Autologous lymphocytes as vectors to target therapeutic radiation, using indium‐114m, in patients with lymphoid cell malignancy

Summary. Autologous lymphocytes provide a potential vector for the delivery of a cytotoxic agent in patients with lymphoid cell malignancy. This report describes a phase I–II study using autologous lymphocytes to target the radionuclide indium‐114m (114mIn) in patients with refractory chronic lymphocytic leukaemia or small lymphocytic non‐Hodgkins lymphoma.
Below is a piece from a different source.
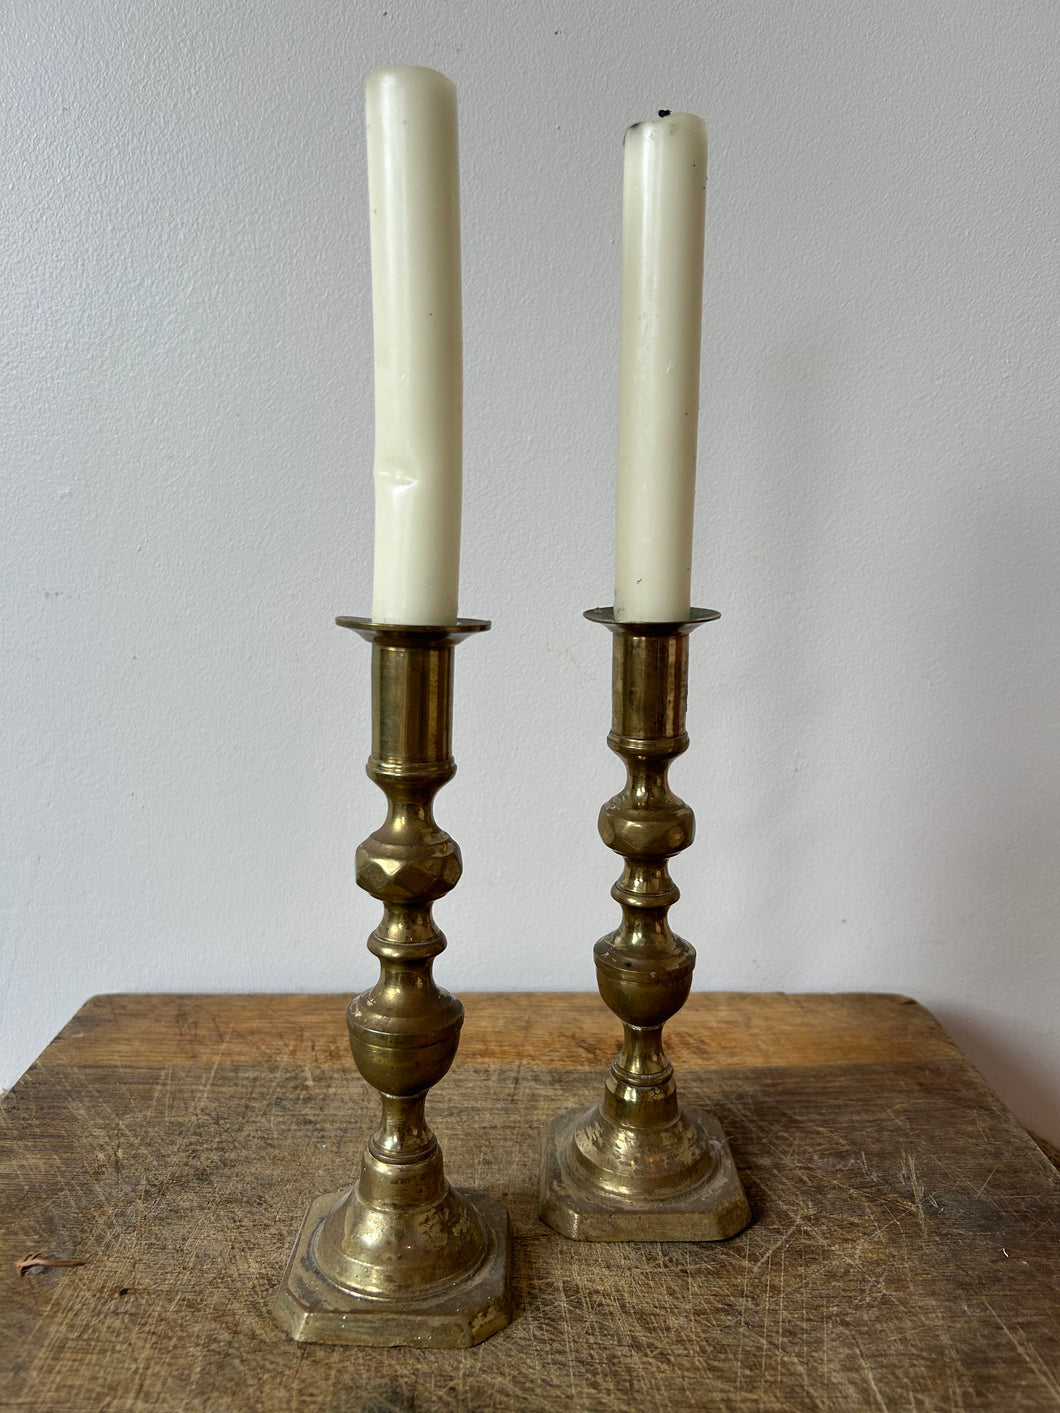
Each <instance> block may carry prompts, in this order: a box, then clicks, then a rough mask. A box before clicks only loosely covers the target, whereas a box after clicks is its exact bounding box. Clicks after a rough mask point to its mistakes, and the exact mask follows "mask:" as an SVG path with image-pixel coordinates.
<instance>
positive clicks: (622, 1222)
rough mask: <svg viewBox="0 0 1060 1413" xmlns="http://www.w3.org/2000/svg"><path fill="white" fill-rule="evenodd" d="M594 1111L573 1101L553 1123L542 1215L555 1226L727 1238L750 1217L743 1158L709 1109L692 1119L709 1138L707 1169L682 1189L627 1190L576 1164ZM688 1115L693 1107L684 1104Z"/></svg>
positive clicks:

Nineteen patients, the majority of whom had been heavily pretreated with conventional chemotherapy and radiotherapy, received between 69 and 211 MBq 114mIn‐labelled autologous lymphocytes. Approximately 80% of the administered activity was localized in the liver and spleen, with around 5% accumulating in the bone marrow. Ten patients (53%) responded (one complete response and nine partial responses). The median duration of response was 7 months. The median survival for the responders was 14 months and for the non‐responders was 3 months. The first notable response in every patient was a fall in peripheral lymphocyte count. The indium treatment was not associated with any subjective toxicity, although all patients suffered from myelosuppression, with thrombocytopenia being the dose‐limiting factor. This study has demonstrated a significant anti‐tumour effect in a group of patients with late‐stage highly resistant disease.